What limit would there be other than the availability of resources?
Eniac,
Well, in an über-enlightened civ much further along than us, I would hope that a self-imposed limit on available resources might be in their mindset. Cramming more and more sentient beings into available substrates because you can and then feeling pressure to expand, seems very human-20th Century. This kind of mentality has kinda been the main problem with our own thinking and has driven us to where we are today… possibly this is a great-filter for civs.
Yet the Dyson-builders may likely have had to get past their own filters to become capable to expand so the view of available resource-use and its implications may be very different… maybe a more sedate growth levelling off to some stable plateau after some length of time. Stable but not stagnent, with incremental changes in efficiency and re-design / re-allocation to allow for growth without expansion of the Dyson Shell architecture.
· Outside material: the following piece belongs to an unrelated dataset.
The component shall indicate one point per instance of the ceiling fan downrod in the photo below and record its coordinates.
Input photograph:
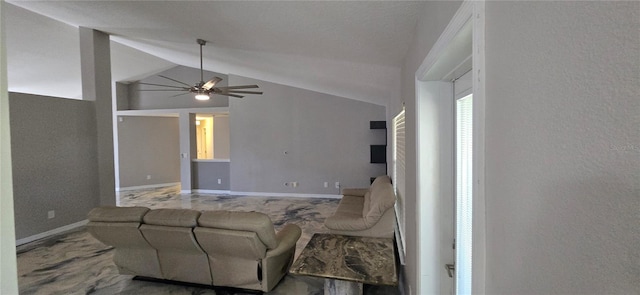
(202, 43)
My head hurts trying to think of motivations for post-civ activities; mainly because it is impossible for any of us to predict. What new tech will they employ that renders our discussion of cpu-cycles moot, for example? If something like Iain M Banks’ “Minds” could exist (advanced processors occupying gigantic volumes in a higher dimension yet enclosed in a two-metre ellipsoid… roughly), would tech like that negate the need for expanding your Shell any further? What of all the other ‘magic’ they’ll develop once that early-stage Dyson Shell snowballs in its use of cpu MIPS?
I don’t disagree with your observations about expanding to use available energy as you stated above, Eniac, I’m just imagining there may be a few points along the curve from fledgling Dyson Shell to MB where a civ could ‘step-off’, so-to-speak. After all, Shells should be easier to find than a MB emitting waste heat a fraction of a K above the CMB radiation?
Mark:
I would argue that this mindset far predates the 20th century and is hardly restricted to humans. That indeed there never was a time where life of any kind did not try to “cram and expand”. As you say, this could be different in future advanced technological civilization, but it would be novel and I am not holding my breath.
I would also argue that “where we are today” isn’t all that bad, that it is in fact a lot better than where we have ever been before. From this it kinda, sorta follows that maybe the mindset is not as much of a problem as you appear to presuppose.
Note that the mostly technologically advanced human cultures are not fully reproducing themselves (or, if they are, it is because they are allowing immigration from other, less technologically advanced cultures). I would thus conclude that our civilization is passing beyond “cram and expand” even in our own time.